La injusticia, la que recae sobre los pequeños, es la gran obsesión de Vallejo. Y la muerte, y el sexo que nos guarda bajo su embozo del triunfo de un nuevo ay. Y todo eso es solidaridad con el hombre. Comunión entre dientes que rechinan por todos. Se acercó al comunismo desde ese sentimiento y desde ese sentimiento se separó de el. Y la guerra de España se convirtió en la metáfora viva de esa «nervazón de angustia» que une a los hombres a su dolor y a su tierra. Ese libro, España aparta de mí este cáliz, está reproducido completo en la edición que nos ocupa. Con buen criterio, pues es difícil no considerar esos quince poemas como un solo himno a la solidaridad frente a una derrota obligada («tu gana dantesca, españolísima de amar, aunque sea a traición, a tu enemigo»). Lo que el poeta canta es ya eso, la caída de una ilusión que necesitará palabras para salir un día a buscar, donde sea, lo que le quede de humano.

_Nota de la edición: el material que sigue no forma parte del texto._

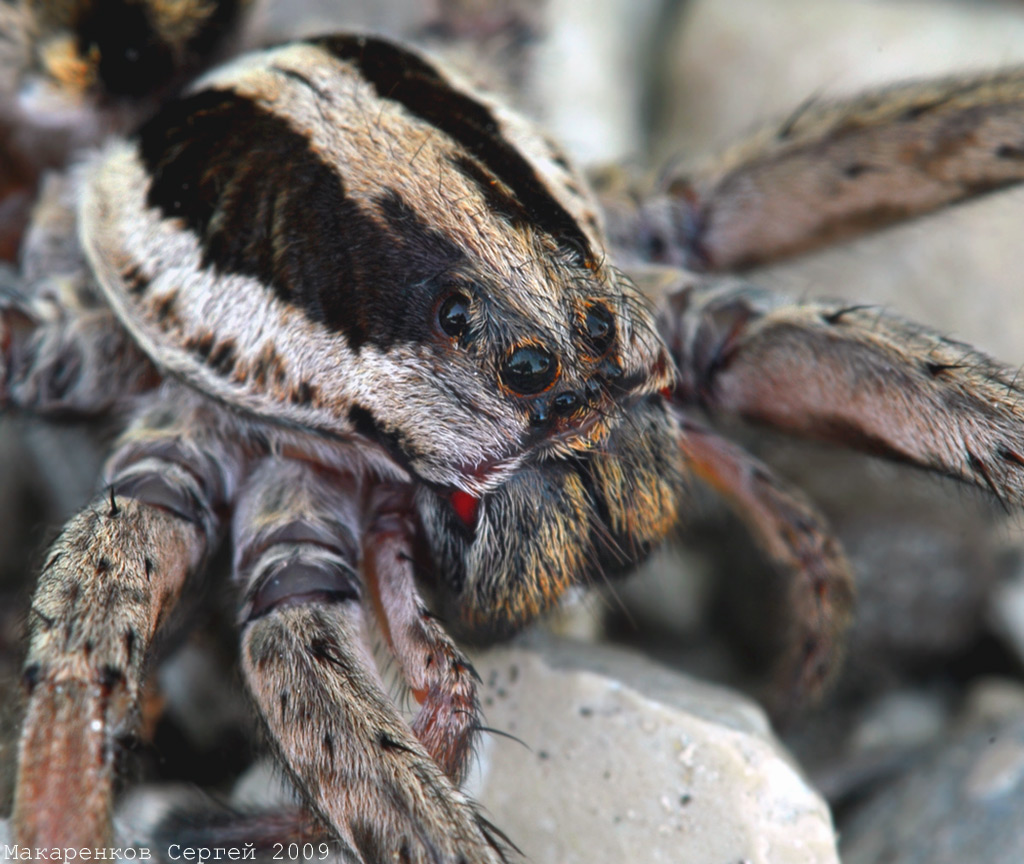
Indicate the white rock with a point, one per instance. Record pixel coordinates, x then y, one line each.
623 760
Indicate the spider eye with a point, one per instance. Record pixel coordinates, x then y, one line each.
453 316
528 370
599 327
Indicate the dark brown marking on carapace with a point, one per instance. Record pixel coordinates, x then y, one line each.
264 204
164 310
409 80
268 368
498 197
135 281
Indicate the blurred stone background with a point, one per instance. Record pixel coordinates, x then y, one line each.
920 748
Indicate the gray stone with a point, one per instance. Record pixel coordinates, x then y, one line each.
622 760
965 804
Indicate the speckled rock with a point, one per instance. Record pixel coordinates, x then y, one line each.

Cantó para dejarnos esas palabras. Y ahí está todavía, Vallejo, desfilando bajo su caminar de paisano, elevándose entre el dolor, rechinando entre los escombros. Y aquí están, aquí siguen sus palabras listas para enfrentar del triunfo de cada nuevo ay.

La antología nos acerca (muy generosamente, ya esta dicho) a esa voz que es, por fin, uno voz de esperanza en el hombre. Pero es una poesía que va a pedirnos para sí la misma atención, la misma comprensión, la misma nobleza, que nos concede ella; tras su lectura ya no se es el mismo.